OK, we crossed in posting. Some of what I write below is already understood.
What you are asking for is very standard algebra. But you are clearly starting from a very early base in your understanding of mathematics. You should really do some reading as it isn’t something that can be instantly understood in the space of a few postings. But a few things that might help.
You have equations that describe the motion of things. You also have equations that describe desired conditions. There are rules that allow you to manipulate these equations, including combining them and breaking them up, and you can make use of these rules to create new equations that are your answer.
So, you have equations that describe the movement of the ball. In 2 dimensions you can have equations for its position written in a number of ways. A critical point is that all these equations are based upon time - as you change time the position changes.
You have equations that describe desired conditions. In this case you want to intercept the ball. This means you have an equation that says “at a given time, position of ball is the same as the position of the interceptor”.
So in very high level form:
Location_ball = location_function_ball(time)
Location_person = location_function_person(time)
So to intercept the ball with the person:
location_function_ball(time) = location_function_person(time)
That is the X = Y at time T Napier mentioned.
The basic form of any problem of this type is “solving the equation(s)”. Here we create set them all to the form: equation = 0. This is easy, since we just rearrange them to:
location_function_ball(time) - location_function_person(time) = 0
Where it gets harder is to create the equations that capture your particular problem. A common, and easiest version of the above is to ask “does the ball’s path meet the person.” This happens if you can solve the equation with a value of time that makes sense. If the location functions for the ball and the person are both fixed, you have a simple yes/no answer.
Your problem is more involved. You want to be able to vary the location function for the person in such a way that you guarantee that the interception occurs. For this you need to identify what parameters of the person’s location function you can vary. These become new unknowns in the equations. So, you have equations that have a number of variables, whereas in the simple case only time varied.
What you probably want to do is manipulate the equations so that you eliminate time. Ideally you then end up with something that is an equation involving your other free variable, and some constant expression. This is the answer. Set this free variable in the person location function to that value, and your person will intercept the ball.
This isn’t always possible. But for the simple system you describe it will be, unless you apply constraints such as maximum acceleration or maximum speed to the person intercepting the ball.
You may also discover that you have more than one solution. For instance if the ball takes a curved path you can intersect it at more than one place.
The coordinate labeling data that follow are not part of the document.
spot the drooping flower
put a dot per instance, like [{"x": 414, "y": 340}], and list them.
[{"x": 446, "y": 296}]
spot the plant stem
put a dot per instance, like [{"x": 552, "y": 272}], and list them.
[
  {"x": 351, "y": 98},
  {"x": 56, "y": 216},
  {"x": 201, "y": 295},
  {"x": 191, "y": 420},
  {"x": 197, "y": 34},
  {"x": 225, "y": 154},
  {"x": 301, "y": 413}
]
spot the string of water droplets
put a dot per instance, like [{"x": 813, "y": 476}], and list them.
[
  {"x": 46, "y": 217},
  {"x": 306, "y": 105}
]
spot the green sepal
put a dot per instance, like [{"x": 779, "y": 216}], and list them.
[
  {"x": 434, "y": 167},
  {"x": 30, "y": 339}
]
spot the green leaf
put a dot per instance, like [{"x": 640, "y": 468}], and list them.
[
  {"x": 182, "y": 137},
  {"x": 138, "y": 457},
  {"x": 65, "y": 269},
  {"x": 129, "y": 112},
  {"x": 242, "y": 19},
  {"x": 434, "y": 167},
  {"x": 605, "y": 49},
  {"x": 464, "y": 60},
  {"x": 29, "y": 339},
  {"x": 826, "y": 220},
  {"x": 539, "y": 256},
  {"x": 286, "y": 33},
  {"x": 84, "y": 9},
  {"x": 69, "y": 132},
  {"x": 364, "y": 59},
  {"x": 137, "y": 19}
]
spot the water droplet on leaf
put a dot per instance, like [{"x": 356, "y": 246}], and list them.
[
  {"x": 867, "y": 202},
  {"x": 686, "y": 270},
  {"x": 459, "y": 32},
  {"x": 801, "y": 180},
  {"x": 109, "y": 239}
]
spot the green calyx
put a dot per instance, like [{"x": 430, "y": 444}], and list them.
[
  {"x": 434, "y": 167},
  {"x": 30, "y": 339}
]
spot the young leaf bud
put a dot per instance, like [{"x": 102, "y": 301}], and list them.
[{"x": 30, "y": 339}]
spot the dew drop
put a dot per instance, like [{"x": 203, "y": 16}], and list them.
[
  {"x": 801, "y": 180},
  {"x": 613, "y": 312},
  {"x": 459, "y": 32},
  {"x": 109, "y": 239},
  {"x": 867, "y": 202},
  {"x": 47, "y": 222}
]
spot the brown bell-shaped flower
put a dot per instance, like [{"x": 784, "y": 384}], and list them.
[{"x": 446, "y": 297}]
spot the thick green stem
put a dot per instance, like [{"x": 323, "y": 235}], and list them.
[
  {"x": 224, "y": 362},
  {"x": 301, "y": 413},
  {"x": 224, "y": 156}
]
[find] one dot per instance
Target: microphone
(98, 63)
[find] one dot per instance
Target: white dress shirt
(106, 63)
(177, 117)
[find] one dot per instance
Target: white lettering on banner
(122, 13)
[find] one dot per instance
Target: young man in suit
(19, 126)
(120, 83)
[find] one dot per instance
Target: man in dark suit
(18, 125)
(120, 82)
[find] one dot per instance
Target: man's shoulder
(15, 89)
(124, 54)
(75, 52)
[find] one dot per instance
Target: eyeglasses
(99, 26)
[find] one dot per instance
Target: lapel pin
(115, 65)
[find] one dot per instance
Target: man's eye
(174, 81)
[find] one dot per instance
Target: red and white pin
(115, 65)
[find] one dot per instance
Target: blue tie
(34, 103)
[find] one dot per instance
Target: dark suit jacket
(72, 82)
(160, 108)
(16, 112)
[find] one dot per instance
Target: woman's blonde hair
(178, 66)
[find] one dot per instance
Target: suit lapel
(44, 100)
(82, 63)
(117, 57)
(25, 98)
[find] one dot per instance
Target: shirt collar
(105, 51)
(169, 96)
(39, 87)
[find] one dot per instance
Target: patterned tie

That was for one free variable in the person location function. However you have more than one. At least direction and speed, so two So you will find that you have a result where you have possibly an infinite number of solutions, you can intercept the ball at any place along it’s path by running in the appropriate direction and at the right speed. Clearly you probably want to run the shortest distance, so this becomes another constraint, and another equation.
You can imagine all of this graphically. For a 1D problem this is easy. One axis is time, the other the one dimension. Draw the path of the ball and the path of the person. Do they intersect? For a 2D game you need 3D graph paper, which is a bit hard to find. But the idea is there.
This is where you need to do some reading and spend some effort. I’ve slid over the mechanics of what is done to solve the system. Nothing is especially difficult, mostly involving the application of a set of rules as if they were a set of tools in a toolbox. If you can solve a Sokoku puzzle, you can do linear algebra. Where you could get more advanced is to explicitly look at the area of linear algebra. What you get here is a set of tools that simplify how you represent and manipulate the equations. Rather than longhand equations, you can represent a useful subset of possible systems as a matrix of numbers, and manipulation of the rows and columns of the matrix is identical to manipulating the longhand equations. This turns out to be astoundingly powerful. In computer based systems this is probably the single most common and powerful way of representing and solving problems. (I used to estimate that about half of all numeric scientific problems were linear algebra.) Any book on writing computer games will cover this material. What I’ve written above is really to encourage you to look into the question, and to have some idea of what you will meet.